Para mantener el secreto en la era digital, el Vaticano se tomó el asunto muy en serio. Durante el último cónclave, en 2013, cuando fue elegido el Papa Francisco, se aplicaron medidas extremas: se prohibió el ingreso de celulares, notebooks, relojes inteligentes, grabadoras, cámaras y cualquier otro dispositivo que pudiera grabar, transmitir o recibir información.
Los cardenales son cacheados antes de ingresar a la Capilla Sixtina y al hospedaje oficial, la Casa Santa Marta. Además, se utilizan inhibidores de señal para bloquear cualquier intento de conexión a internet, telefonía o redes inalámbricas. Incluso se revisan las paredes y techos con detectores de micrófonos ocultos. Nada queda librado al azar.
Como parte del protocolo, todos los involucrados —no solo los cardenales, sino también el personal de cocina, limpieza y seguridad— deben jurar guardar secreto. Cualquier intento de filtrar información puede tener consecuencias muy graves.

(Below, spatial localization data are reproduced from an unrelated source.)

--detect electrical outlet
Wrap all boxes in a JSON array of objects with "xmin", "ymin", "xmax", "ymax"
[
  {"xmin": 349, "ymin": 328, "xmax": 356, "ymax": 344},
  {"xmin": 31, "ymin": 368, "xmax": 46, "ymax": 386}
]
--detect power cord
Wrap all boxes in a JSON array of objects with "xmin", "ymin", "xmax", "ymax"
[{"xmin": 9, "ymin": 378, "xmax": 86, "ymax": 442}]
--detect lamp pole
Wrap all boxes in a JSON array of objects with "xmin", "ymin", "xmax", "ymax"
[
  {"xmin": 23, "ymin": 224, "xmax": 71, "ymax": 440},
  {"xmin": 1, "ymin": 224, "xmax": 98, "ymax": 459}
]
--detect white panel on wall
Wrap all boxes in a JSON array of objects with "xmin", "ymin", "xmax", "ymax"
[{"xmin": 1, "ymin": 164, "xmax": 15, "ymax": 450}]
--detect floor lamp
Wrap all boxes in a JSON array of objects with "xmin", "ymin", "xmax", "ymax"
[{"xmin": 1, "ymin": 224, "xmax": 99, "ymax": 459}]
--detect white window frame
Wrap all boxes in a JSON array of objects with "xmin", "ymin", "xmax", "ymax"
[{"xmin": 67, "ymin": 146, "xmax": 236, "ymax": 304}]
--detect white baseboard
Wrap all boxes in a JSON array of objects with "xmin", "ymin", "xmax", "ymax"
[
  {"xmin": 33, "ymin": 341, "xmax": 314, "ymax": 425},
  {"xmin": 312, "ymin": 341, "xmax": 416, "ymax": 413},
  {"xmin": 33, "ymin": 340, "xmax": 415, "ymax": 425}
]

El hotel que se convierte en búnker: la Casa Santa Marta
Durante el cónclave, los cardenales se alojan en la Casa Santa Marta, un edificio ubicado dentro del Vaticano que funciona como hotel-residencia. Allí también rige el aislamiento total: no pueden comunicarse con el exterior, ni recibir noticias, ni ver televisión, ni leer diarios. Están completamente desconectados del mundo exterior.
Los movimientos están estrictamente controlados. Solo pueden ir de la Casa Santa Marta a la Capilla Sixtina y viceversa, escoltados por guardias suizos. No hay redes sociales, ni mensajes de WhatsApp, ni llamadas: solo oración, deliberación y votación.
¿Y si alguien rompe las reglas? Las sanciones por violar el secreto
Romper el secreto del cónclave no es una simple falta administrativa. La pena canónica para quien divulgue lo que sucede dentro del proceso de elección papal es la excomunión automática. Y sí, esto incluye tanto a cardenales como a cualquier otro participante.
A lo largo de la historia, hubo rumores de filtraciones, pero muy pocas veces se pudo comprobar algo. La amenaza de la excomunión, sumada al peso simbólico del cónclave, parece ser suficiente para mantener la boca —y ahora también el teléfono— cerrados.